Thus, we sent our CaPG powder to Dimension Inx and paid it to 3D print large sheets of porous CaPG matrices. We purchased sheets with identical print parameters other than layer offset (90° and 120°), as Dimension Inx—through its own propriety research and development—has identified 90° and 120° offsets to work well for these types of matrices for in vitro and in vivo studies, respectively (Supplementary Fig. 3). The in vitro offset enables more uniform cell seeding while the in vivo offset offers better host integration. Dimension Inx has shown that for high content graphenic inks that this set of print parameters generates matrices with desirable mechanical properties, electrical conductivity, cytocompatibility, bioactivity, biocompatibility, and surgical handling64,65. From these large sheets, we could readily cut out matrices with specific geometries for cellular and animal studies (Fig. 2A). Alternatively, matrices may also be able to be directly printed to match a defect. Combining 3D printing with intrinsically osteoinductive CaPG creates a customizable matrix system for bone regenerative engineering.

Figure 2
figure 2

Bulk and mechanical properties of 3D printed CaPG matrices for in vitro and in vivo use. (A) Images of the in vitro and in vivo matrices. (B) The bulk density (ρbulk) and total porosity (ϕtotal) of matrices. (C) The compressive storage (E') and loss (E'') moduli of matrices. (D) The stress–strain curves and their quantified parameters: ultimate compressive strength (UCS), strain at failure (σF), and toughness (UT) of matrices. Note that bars in (B–D) are the average of n = 3 measurements, and error bars are standard deviation.

Matrix bulk and mechanical properties

A synthetic bone matrix that promotes bone regeneration requires porosity to encourage cell infiltration, while maintaining robust mechanical properties to support the surrounding tissue. Here, the 3D printed CaPG (3DP-CaPG) matrices have a high total porosity (ϕtotal), up to 95%, and low bulk density (ρbulk), down to 0.11 g cm–3 (Fig. 2B). These values are similar to those of trabecular bone, which has a porosity of 50–90% and a density of ~ 0.2 g cm–367. The combination of a high ϕtotal with a low ρbulk creates a matrix with a large specific surface area for donor cell attachment and host cell infiltration.

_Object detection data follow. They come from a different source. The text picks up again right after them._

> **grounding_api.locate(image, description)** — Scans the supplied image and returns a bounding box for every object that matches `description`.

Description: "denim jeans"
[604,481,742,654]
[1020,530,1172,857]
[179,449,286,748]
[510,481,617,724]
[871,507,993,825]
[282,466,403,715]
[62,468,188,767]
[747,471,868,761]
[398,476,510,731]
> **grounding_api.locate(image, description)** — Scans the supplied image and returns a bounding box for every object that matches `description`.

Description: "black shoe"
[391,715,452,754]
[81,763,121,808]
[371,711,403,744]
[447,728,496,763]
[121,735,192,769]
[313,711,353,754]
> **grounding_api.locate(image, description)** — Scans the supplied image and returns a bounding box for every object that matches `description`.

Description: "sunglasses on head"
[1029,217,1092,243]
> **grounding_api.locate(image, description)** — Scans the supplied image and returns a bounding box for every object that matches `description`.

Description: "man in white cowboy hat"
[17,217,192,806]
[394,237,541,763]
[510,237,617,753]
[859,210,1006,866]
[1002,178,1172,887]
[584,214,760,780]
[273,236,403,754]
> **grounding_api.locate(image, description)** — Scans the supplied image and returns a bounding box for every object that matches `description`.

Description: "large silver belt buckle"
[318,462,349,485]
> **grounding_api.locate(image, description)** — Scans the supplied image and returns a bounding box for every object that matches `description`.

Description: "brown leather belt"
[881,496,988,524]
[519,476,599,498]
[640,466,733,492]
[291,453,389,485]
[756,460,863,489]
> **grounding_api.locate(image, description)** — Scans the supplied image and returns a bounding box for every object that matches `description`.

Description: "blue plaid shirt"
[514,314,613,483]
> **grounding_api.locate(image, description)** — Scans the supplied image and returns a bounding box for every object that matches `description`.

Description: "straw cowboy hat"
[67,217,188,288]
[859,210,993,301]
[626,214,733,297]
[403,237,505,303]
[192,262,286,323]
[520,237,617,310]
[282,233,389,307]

Macroscopic optical images show highly absorbing matrices resulting from 90% composition of CaPG (Fig. 2A). As recommended by Dimension Inx based on its expertise with graphenic matrices, the layer offset was 90° for in vitro and 120° for in vivo testing, with all other parameters the same. During Dimension Inx’s development of this 3D printing technology, it performed scanning electron microscopy that revealed that shear forces during the print processes result in graphene flake alignment along the exterior of the fibers and flake stacking within the fibers64. These images were unable to show polymer/graphene interactions, and electron microscopy of polymer/nanocarbon assemblies is challenging68,69,70. Functionalization of the graphenic backbone with polyphosphates likely enables chain entanglements between CaPG flakes that increase the mechanical properties of the matrices. Entanglement may be enhanced by tuning the synthesis of CaPG to increase polyphosphate degree of polymerization and seeding density25. Dimension Inx’s patented66, 3D printing process includes a high vapor pressure solvent that rapidly evaporates to create self-supporting fibers and low vapor pressure solvents that impart enough liquidity to enable seamless merging of layers64.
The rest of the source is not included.